このため、過去の指導と今回確認された約3年間の問題行為が時系列上どのように重なるのかについては、現時点では確認できない。
県警「規律の緩みが具現化」と懸念
高知県警は今回の事案について、「組織の規律の緩みが具現化したもの」として強い懸念を示している。
県警は再発防止策を講じ、信頼回復に取り組むとしている。
今回確認できた公開情報では、巡回連絡の虚偽報告や勤務中の職務怠慢について、逮捕、書類送検、起訴などの刑事手続きは確認されていない。
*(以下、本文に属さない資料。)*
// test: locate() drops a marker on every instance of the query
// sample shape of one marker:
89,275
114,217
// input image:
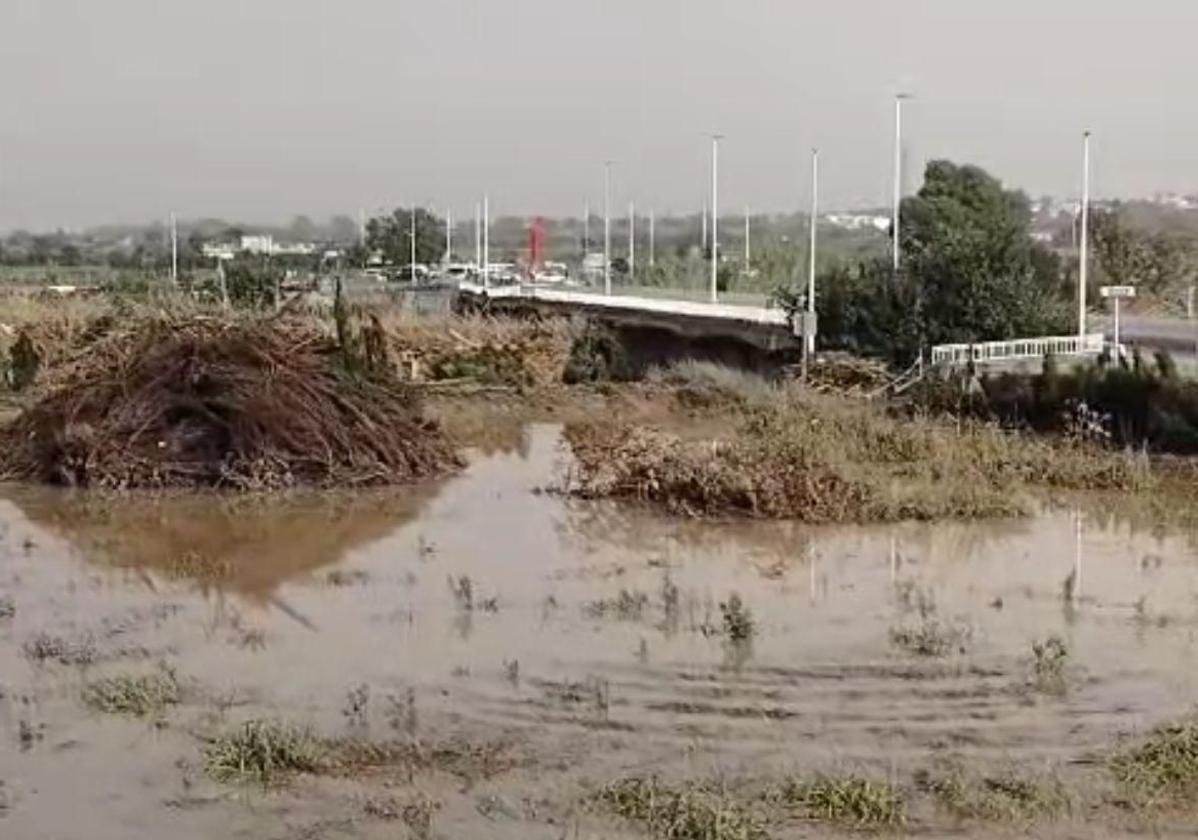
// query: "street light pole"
174,251
1085,229
606,227
748,236
411,266
478,236
486,242
652,242
897,195
715,216
810,339
631,242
懲戒処分と刑事責任は別の手続きであり、今回公表されたのは県警内部の懲戒処分となる。
編集部まとめ
高知県警の40代男性巡査長が、勤務中のゲーム・動画閲覧約3400回と、巡回連絡約1350件の水増しで減給3カ月となった。
約3年にわたる私的な端末使用に加え、地域警察活動の実績についても虚偽報告が確認された。
県警は「規律の緩みが具現化したもの」と懸念を示し、再発防止と信頼回復に取り組むとしている。
週刊TAKAPI編集部/成田
特記事項
本稿は、2026年9月18日に公表された高知県警の懲戒処分について、県警発表に基づく複数の公開報道を照合して構成しています。
男性の氏名は公表されていません。
ゲーム・動画の閲覧「約3400回」、巡回連絡の水増し「約1350件」は複数の公開報道で一致していますが、私的利用の総時間、水増し方法ごとの内訳、実際に未実施だった巡回連絡の件数は明らかになっていません。
過去に勤務中のスマートフォンの不適切使用で指導を受け、「自ら降格を申し出た」との情報は公開報道に基づきます。指導時期、降格の申し出時期、正式な人事措置の詳細は確認できていません。
9月20日時点の公開情報では、逮捕、書類送検、起訴などの刑事手続きは確認できていません。